The huipil of this suit is wag wet with a single cape thread, With technique known as Pikb’il, similar to gauze or open flat tissue, which gives it a translucent appearance. In all its canvas you can see blank supplementary plot brocades.
The cut, wide and with flight, is made in looming. It is made with cotton threads, and in the lower part it presents a guard of jaspeados designs. It is attached to the waist by means of a bicolor cotton cord. At present, the folds are ironed to maintain intensity.
Designs
- Linguistic community: q’eqchi ‘
- Ceremonial use
The huipil is predominantly white and has handmade embroidered in the neck and sleeves, with Rayón threads. ANDIn the brocadiated figures, a bird is distinguished on a corn plant, which represents an ancient legend linked to the tissues.
This is starring B’alam q’e, a hunter who falls in love with Q’ana Po, the daughter of the great Mr. Tzuultaq’a, and that tries to impress his father with a false goat of leaves and ash, but stumbles and is exposed. Everyone laughs at him who, ashamed, flees. Still in love, ask for help to a hummingbird, that wraps the young man with Ceiba cotton so that he can transform into a small bird. Q’ana Po, amazed at her beauty, asks her father to catch her without hurting her. And so, he keeps it in his thread jícara and, while weaves, he reflects with the loom the story of this beautiful bird.
Fountain: X Balam Q’ué, The Sun Bird, by Herbert Quirin (1984).

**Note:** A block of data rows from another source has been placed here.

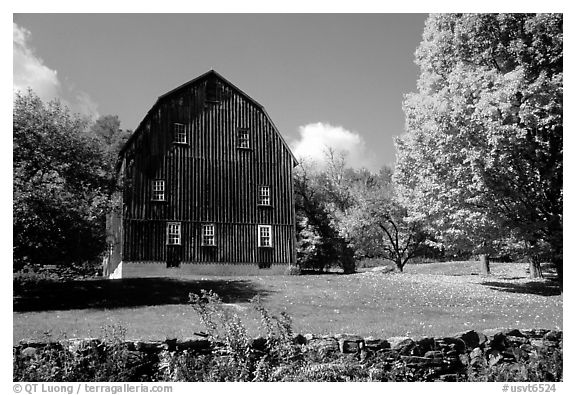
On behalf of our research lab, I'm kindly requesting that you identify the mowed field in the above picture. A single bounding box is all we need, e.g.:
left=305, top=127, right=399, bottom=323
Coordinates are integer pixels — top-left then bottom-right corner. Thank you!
left=13, top=262, right=562, bottom=342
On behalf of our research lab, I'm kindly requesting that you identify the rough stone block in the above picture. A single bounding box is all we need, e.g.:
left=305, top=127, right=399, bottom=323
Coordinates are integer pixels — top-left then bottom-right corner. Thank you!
left=388, top=337, right=416, bottom=355
left=542, top=330, right=562, bottom=342
left=454, top=330, right=486, bottom=350
left=364, top=336, right=390, bottom=350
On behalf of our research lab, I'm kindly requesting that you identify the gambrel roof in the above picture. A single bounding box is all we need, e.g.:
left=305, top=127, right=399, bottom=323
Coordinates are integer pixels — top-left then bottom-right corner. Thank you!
left=119, top=70, right=298, bottom=165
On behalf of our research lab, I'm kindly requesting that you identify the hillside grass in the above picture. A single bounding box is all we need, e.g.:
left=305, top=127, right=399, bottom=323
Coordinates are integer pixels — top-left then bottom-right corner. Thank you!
left=13, top=262, right=562, bottom=342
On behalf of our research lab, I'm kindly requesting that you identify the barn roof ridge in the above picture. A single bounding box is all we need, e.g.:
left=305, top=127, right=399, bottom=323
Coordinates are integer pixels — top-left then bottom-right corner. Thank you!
left=118, top=69, right=298, bottom=165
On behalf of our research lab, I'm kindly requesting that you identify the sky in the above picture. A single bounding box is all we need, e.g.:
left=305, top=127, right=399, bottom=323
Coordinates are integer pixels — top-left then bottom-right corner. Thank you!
left=13, top=14, right=426, bottom=170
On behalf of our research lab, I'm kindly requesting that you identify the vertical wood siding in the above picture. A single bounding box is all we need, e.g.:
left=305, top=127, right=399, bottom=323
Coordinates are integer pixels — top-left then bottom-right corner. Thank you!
left=123, top=76, right=295, bottom=264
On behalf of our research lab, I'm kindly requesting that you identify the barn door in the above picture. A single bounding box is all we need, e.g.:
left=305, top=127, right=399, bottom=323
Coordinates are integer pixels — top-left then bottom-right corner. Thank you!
left=166, top=245, right=182, bottom=267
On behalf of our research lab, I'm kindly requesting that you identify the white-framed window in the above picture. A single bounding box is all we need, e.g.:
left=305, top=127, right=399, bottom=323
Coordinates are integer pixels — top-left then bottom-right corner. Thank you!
left=174, top=123, right=188, bottom=144
left=166, top=222, right=182, bottom=245
left=152, top=180, right=166, bottom=202
left=202, top=224, right=216, bottom=246
left=258, top=225, right=272, bottom=247
left=238, top=128, right=250, bottom=148
left=258, top=185, right=270, bottom=206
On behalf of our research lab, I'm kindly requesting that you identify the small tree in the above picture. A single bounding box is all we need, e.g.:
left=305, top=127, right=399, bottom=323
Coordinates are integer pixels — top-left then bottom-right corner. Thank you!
left=340, top=176, right=426, bottom=272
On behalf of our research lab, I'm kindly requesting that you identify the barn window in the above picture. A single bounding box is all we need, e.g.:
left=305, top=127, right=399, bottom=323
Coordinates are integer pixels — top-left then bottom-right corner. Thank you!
left=174, top=123, right=188, bottom=144
left=166, top=222, right=182, bottom=245
left=202, top=224, right=216, bottom=246
left=152, top=180, right=166, bottom=202
left=258, top=185, right=270, bottom=206
left=237, top=128, right=250, bottom=148
left=258, top=225, right=272, bottom=247
left=206, top=78, right=220, bottom=103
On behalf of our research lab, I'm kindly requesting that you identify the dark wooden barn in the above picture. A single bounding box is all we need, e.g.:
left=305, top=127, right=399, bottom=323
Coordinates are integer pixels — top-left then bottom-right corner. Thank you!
left=104, top=71, right=297, bottom=278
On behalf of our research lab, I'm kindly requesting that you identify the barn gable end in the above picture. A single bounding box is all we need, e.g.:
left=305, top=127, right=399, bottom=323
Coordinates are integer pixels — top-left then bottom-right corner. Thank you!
left=105, top=71, right=296, bottom=275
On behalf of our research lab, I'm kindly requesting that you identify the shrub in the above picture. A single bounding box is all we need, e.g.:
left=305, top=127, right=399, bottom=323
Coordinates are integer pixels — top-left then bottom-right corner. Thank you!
left=286, top=265, right=302, bottom=276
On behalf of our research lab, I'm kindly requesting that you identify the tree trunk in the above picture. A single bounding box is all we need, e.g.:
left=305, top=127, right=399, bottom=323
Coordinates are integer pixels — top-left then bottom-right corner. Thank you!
left=529, top=258, right=542, bottom=278
left=480, top=254, right=490, bottom=276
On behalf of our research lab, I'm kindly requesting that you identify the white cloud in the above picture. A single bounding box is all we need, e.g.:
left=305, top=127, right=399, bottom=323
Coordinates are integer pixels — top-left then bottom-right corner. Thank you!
left=13, top=23, right=62, bottom=100
left=290, top=122, right=378, bottom=170
left=12, top=23, right=99, bottom=118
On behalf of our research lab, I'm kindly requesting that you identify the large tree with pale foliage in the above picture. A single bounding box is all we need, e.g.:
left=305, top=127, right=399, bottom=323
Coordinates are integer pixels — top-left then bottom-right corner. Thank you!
left=395, top=14, right=563, bottom=277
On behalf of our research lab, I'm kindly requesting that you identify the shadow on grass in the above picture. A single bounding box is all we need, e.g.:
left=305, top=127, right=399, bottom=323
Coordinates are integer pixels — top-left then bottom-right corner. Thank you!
left=13, top=278, right=269, bottom=312
left=482, top=280, right=562, bottom=296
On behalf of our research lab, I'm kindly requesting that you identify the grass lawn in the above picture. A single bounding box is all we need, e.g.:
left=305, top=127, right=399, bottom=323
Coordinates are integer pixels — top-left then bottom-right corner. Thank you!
left=13, top=262, right=562, bottom=342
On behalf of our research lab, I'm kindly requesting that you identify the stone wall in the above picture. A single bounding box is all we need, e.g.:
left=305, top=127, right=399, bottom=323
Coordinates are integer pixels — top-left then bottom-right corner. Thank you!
left=14, top=329, right=563, bottom=381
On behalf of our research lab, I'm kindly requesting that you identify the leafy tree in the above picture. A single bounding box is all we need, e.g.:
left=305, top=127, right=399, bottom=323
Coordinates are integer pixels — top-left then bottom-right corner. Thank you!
left=340, top=168, right=426, bottom=271
left=294, top=156, right=355, bottom=273
left=395, top=14, right=563, bottom=277
left=13, top=91, right=117, bottom=270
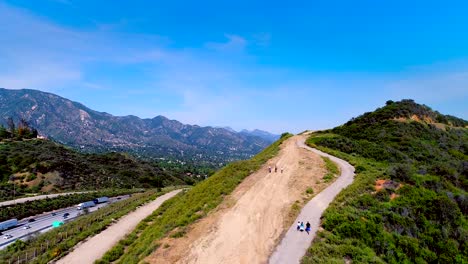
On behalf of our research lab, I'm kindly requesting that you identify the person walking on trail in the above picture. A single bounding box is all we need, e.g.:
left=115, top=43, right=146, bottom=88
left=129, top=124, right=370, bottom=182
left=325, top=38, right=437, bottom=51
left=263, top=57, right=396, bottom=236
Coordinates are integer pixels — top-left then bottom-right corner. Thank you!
left=306, top=221, right=310, bottom=234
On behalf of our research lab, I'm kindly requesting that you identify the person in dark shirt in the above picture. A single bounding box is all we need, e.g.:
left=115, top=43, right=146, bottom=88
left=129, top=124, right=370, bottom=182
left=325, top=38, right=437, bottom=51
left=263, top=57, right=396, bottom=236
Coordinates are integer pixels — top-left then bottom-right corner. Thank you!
left=306, top=221, right=310, bottom=234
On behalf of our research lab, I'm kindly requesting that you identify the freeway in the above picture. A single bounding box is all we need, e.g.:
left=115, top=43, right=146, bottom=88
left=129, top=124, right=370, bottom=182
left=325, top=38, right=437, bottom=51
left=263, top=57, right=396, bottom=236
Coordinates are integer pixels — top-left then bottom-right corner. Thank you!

The suit is complemented with woven tape with red acrylic threads and topped with colored pompoms, known as tupuy, that is enrolled to the hair and that it is related to the coral snake. They complement the suit a dog and a tissues in waist loom.

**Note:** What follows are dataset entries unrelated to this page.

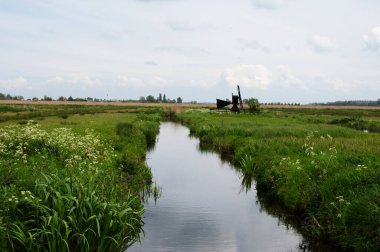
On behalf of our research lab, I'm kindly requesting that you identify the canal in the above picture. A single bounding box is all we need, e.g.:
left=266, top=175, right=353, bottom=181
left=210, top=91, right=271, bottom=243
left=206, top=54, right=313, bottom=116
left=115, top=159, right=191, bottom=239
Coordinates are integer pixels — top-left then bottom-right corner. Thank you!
left=128, top=123, right=303, bottom=252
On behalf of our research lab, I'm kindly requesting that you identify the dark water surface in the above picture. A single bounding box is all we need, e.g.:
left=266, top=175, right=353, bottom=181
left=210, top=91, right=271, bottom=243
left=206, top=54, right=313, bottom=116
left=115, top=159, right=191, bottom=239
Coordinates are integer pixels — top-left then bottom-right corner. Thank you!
left=128, top=123, right=302, bottom=252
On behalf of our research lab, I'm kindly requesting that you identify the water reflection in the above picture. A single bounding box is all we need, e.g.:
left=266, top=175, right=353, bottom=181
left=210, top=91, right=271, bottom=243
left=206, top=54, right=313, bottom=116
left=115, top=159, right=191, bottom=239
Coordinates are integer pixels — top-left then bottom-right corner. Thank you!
left=128, top=123, right=302, bottom=251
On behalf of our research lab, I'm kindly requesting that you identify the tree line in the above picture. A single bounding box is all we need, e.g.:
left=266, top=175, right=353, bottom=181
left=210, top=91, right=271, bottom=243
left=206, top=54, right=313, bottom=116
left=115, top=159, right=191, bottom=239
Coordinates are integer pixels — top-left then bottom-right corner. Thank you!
left=139, top=93, right=182, bottom=103
left=311, top=99, right=380, bottom=107
left=0, top=93, right=186, bottom=103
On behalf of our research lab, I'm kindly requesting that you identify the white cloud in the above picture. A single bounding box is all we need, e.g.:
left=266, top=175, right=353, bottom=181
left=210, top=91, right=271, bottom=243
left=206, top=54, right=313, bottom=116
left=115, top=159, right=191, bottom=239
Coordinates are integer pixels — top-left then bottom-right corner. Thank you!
left=166, top=21, right=215, bottom=31
left=48, top=76, right=65, bottom=83
left=240, top=40, right=270, bottom=53
left=116, top=75, right=168, bottom=88
left=0, top=76, right=31, bottom=91
left=308, top=35, right=335, bottom=53
left=224, top=64, right=273, bottom=89
left=116, top=75, right=145, bottom=88
left=144, top=60, right=158, bottom=66
left=189, top=80, right=217, bottom=88
left=363, top=26, right=380, bottom=53
left=148, top=76, right=168, bottom=87
left=155, top=46, right=208, bottom=56
left=278, top=65, right=302, bottom=87
left=67, top=75, right=103, bottom=88
left=252, top=0, right=291, bottom=10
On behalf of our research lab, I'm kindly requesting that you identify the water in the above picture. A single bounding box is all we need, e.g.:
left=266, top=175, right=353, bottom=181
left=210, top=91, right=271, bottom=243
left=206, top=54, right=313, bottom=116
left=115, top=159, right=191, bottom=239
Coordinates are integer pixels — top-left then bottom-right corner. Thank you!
left=128, top=123, right=302, bottom=252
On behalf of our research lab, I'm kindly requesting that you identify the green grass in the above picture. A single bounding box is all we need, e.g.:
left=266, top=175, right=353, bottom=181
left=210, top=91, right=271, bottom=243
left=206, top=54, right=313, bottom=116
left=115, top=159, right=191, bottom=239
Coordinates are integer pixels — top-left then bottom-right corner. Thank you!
left=177, top=109, right=380, bottom=251
left=0, top=105, right=161, bottom=251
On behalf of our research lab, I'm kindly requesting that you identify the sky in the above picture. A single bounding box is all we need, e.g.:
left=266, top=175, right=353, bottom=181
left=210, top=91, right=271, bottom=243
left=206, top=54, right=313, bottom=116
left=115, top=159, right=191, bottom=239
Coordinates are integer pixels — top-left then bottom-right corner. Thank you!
left=0, top=0, right=380, bottom=104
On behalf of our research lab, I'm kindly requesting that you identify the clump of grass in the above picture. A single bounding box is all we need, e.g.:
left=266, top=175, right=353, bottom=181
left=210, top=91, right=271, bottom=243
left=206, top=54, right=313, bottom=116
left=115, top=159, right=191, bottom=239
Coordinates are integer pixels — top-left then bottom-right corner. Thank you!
left=0, top=120, right=143, bottom=251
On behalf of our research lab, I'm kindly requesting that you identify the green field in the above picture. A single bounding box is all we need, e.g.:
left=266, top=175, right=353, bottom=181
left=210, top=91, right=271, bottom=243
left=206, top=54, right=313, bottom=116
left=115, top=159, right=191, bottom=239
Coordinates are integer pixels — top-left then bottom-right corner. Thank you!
left=178, top=109, right=380, bottom=251
left=0, top=106, right=160, bottom=251
left=0, top=105, right=380, bottom=251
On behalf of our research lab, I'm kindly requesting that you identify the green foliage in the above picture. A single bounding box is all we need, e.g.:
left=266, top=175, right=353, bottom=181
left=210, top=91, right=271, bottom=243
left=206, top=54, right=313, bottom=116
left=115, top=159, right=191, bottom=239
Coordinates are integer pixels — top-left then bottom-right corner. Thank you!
left=246, top=98, right=260, bottom=113
left=0, top=115, right=158, bottom=251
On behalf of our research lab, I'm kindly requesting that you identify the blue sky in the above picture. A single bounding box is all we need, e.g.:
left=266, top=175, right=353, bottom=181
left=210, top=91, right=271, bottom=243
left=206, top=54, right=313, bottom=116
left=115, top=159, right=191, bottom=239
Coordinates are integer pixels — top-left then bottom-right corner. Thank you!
left=0, top=0, right=380, bottom=103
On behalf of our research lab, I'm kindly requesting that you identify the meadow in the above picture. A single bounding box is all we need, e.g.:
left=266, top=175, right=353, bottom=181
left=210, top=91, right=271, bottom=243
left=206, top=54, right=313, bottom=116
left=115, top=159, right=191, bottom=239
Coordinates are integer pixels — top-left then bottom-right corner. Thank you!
left=177, top=108, right=380, bottom=251
left=0, top=103, right=380, bottom=251
left=0, top=105, right=161, bottom=251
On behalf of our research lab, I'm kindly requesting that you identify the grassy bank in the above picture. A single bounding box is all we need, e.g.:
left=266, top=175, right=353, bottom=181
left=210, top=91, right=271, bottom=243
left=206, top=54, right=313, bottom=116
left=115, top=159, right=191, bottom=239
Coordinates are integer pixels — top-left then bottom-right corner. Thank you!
left=0, top=107, right=160, bottom=251
left=178, top=109, right=380, bottom=251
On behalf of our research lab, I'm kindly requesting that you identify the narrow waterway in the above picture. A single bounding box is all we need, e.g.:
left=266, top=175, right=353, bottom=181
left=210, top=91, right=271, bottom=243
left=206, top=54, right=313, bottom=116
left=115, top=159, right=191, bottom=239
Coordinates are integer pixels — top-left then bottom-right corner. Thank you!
left=128, top=123, right=302, bottom=251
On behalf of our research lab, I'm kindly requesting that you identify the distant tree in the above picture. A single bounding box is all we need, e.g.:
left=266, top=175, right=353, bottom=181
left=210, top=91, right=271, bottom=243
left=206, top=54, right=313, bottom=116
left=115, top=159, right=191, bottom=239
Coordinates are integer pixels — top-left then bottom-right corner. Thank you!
left=146, top=95, right=156, bottom=103
left=247, top=98, right=260, bottom=113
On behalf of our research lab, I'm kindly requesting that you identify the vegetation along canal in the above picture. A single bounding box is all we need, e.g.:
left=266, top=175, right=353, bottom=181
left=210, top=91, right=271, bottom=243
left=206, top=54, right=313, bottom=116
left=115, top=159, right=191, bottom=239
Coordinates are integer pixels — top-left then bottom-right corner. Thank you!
left=128, top=123, right=314, bottom=251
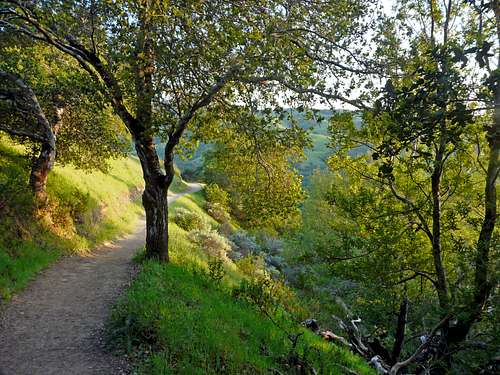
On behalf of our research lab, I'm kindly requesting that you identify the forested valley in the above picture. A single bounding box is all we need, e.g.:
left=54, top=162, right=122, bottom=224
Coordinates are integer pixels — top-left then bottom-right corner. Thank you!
left=0, top=0, right=500, bottom=375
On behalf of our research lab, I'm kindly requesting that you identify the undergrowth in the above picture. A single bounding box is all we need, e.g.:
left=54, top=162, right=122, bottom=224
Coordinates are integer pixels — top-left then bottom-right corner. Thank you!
left=0, top=138, right=142, bottom=303
left=108, top=194, right=373, bottom=375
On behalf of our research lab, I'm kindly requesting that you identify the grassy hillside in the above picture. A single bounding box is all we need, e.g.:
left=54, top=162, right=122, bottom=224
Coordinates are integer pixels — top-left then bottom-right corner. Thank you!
left=110, top=193, right=373, bottom=375
left=0, top=138, right=146, bottom=302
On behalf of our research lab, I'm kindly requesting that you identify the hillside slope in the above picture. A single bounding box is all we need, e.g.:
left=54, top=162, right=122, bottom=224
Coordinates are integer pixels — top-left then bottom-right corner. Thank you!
left=0, top=138, right=146, bottom=303
left=109, top=192, right=373, bottom=375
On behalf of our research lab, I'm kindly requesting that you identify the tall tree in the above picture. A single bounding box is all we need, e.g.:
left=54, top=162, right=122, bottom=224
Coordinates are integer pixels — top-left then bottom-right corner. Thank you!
left=0, top=41, right=129, bottom=204
left=0, top=0, right=376, bottom=261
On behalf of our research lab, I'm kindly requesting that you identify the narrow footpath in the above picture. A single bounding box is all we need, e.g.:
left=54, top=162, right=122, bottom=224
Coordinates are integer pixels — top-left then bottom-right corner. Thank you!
left=0, top=183, right=201, bottom=375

This clothing is no longer used by the women of the brotherhoods, who dress in contemporary us. However, even Rab’in K’ob’an (Cobán’s daughter) and po k’ulul uula ‘(host), indigenous queens of the municipality, elected in the prelude to the employer fair, on August 4, dedicated to Santo Domingo de Guzmán.

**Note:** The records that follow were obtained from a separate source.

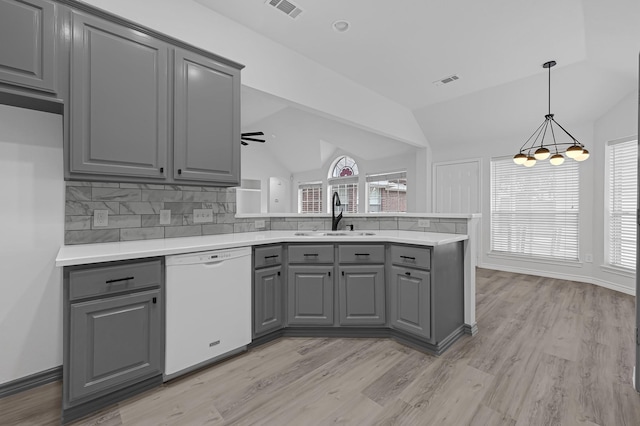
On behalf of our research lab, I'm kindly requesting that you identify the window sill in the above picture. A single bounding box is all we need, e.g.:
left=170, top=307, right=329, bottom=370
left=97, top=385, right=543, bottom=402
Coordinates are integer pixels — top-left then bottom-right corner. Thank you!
left=600, top=265, right=636, bottom=278
left=487, top=251, right=582, bottom=268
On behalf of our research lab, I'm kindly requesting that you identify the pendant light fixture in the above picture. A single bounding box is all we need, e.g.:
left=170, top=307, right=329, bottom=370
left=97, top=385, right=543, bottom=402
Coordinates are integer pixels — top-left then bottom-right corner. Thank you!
left=513, top=61, right=589, bottom=167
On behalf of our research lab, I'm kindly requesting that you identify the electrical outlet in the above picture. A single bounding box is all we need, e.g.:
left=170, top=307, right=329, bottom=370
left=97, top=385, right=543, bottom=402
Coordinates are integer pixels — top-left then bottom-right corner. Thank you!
left=160, top=210, right=171, bottom=225
left=193, top=209, right=213, bottom=223
left=93, top=210, right=109, bottom=227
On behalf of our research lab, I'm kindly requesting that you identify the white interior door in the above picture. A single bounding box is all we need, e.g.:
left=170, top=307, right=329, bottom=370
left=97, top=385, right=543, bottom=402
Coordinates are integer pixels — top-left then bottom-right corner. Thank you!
left=433, top=159, right=482, bottom=213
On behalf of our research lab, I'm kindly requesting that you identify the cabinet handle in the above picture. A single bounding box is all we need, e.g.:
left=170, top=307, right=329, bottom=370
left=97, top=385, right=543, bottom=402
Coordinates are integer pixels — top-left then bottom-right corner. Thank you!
left=105, top=277, right=133, bottom=284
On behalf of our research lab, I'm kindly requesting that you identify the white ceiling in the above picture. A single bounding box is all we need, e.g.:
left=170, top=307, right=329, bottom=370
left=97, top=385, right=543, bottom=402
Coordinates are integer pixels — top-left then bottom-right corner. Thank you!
left=200, top=0, right=640, bottom=158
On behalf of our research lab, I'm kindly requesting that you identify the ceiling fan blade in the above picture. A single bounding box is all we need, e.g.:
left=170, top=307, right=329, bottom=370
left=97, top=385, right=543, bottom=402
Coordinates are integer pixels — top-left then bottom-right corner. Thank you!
left=241, top=137, right=264, bottom=143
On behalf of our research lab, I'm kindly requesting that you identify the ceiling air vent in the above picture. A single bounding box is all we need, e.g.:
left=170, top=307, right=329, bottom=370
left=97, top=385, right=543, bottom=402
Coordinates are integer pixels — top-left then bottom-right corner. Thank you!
left=267, top=0, right=302, bottom=19
left=433, top=74, right=460, bottom=86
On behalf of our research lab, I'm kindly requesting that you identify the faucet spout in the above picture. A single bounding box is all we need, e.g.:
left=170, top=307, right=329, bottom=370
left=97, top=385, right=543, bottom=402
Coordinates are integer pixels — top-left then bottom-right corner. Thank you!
left=331, top=191, right=342, bottom=231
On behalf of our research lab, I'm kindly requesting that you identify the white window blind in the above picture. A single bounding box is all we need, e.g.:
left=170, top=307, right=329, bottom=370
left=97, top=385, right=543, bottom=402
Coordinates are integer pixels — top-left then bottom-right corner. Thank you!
left=491, top=158, right=580, bottom=261
left=606, top=139, right=638, bottom=270
left=298, top=182, right=323, bottom=213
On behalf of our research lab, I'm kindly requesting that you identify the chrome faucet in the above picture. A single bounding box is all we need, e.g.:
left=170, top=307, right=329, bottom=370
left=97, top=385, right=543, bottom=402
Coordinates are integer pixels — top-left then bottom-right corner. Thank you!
left=331, top=192, right=342, bottom=231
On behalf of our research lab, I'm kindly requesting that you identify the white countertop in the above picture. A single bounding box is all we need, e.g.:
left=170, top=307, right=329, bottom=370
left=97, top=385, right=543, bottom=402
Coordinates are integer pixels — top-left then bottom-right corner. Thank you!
left=56, top=231, right=469, bottom=266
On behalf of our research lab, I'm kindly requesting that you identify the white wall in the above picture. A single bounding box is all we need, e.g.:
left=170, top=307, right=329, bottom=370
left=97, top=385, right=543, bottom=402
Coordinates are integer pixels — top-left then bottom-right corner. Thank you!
left=434, top=90, right=638, bottom=294
left=0, top=105, right=65, bottom=384
left=240, top=140, right=291, bottom=213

This is one of the costumes that belong to The collection of IXCHEL Museum of the indigenous suit, whose support for the publication of this series is fundamental, especially that of its director and curator, Violeta Gutiérrez.
- The information on Mayan clothing costumes presented in this space depends on the temporality and context of the documents and people consulted by the Ixchel Museum.
- In the Mayan textile tradition, elements such as trends in each community influence the personal taste of the bearers and creators of this tradition. In some cases, the data is scarce or vague.